Hi Christian,
If you'd manage to provide me with some appropriate tables for Greek characters, I'll be glad to extend this mapping.
If i understood correctly i used the unicode codes from
http://unicode.org/charts/PDF/U0370.pdf
to produce the following mapping:
{'\u0390', 'ι'},
{'\u03b0', 'υ'},
{'\u03d3', 'Υ'},
{'\u03d4', 'Υ'},
{'\u0386', 'Α'},
{'\u0388', 'Ε'},
{'\u0389', 'Η'},
{'\u038a', 'Ι'},
{'\u03aa', 'Ι'},
{'\u03ca', 'ι'},
{'\u03ab', 'Υ'},
{'\u03cb', 'υ'},
{'\u038c', 'Ο'},
{'\u03ac', 'α'},
{'\u03cc', 'ο'},
{'\u03ad', 'ε'},
{'\u03cd', 'υ'},
{'\u038e', 'Υ'},
{'\u03ae', 'η'},
{'\u03ce', 'ω'},
{'\u038f', 'Ω'},
{'\u03af', 'ι'},
I am concerned though because this is not always the desired behavior. Sometimes (ie in an academic context) I could see the need for accent-sensitive searches. The optimal scenario would be to have these mappings in an easily parsable text file (just like stopword list behaves). OTOH this would be reinventing the collation wheel (an oversimplified version of it) For example the mapping above only covers modern Greek text. Ancient/Polytonic Greek has a lot more mappings that are not needed for modern greek. Also I'm pretty sure other languages have such needs too.
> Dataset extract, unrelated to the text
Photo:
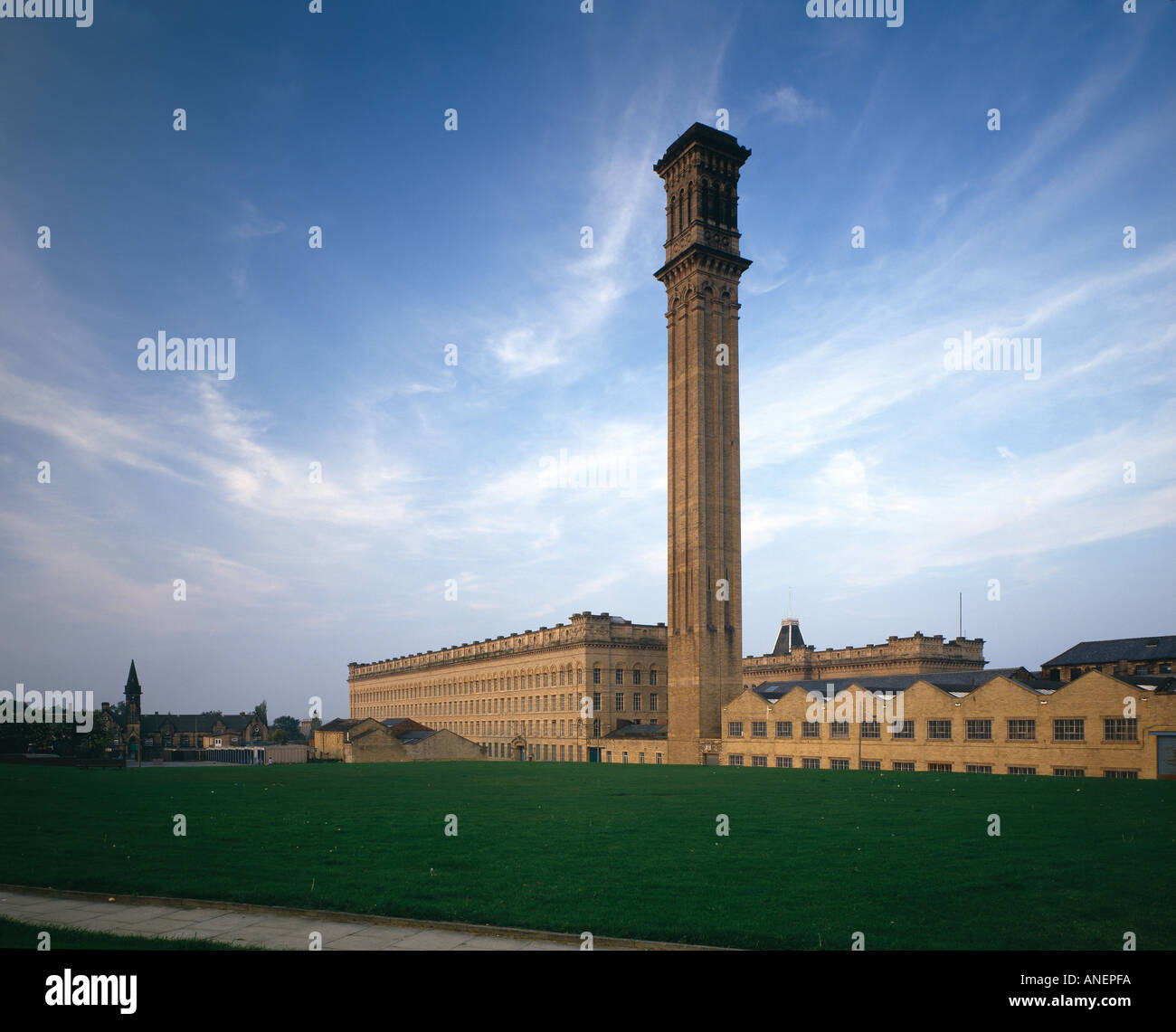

I'd like to hear your thoughts on this.
Do you have a direct reference to your prefered Greek stemmer class?
The specific class I am referring to is:
http://lucene.apache.org/core/3_6_0/api/all/org/apache/lucene/analysis/el/Gr...
It is included in the lucene-3.6.0.tgz tarball under contrib/analyzers/common/lucene-analyzers-3.6.0.jar IIRC greek analyzer was introduced in 3.5.0 release hence it is not present in the 3.4.0 stemmers jar.
Thanks, alex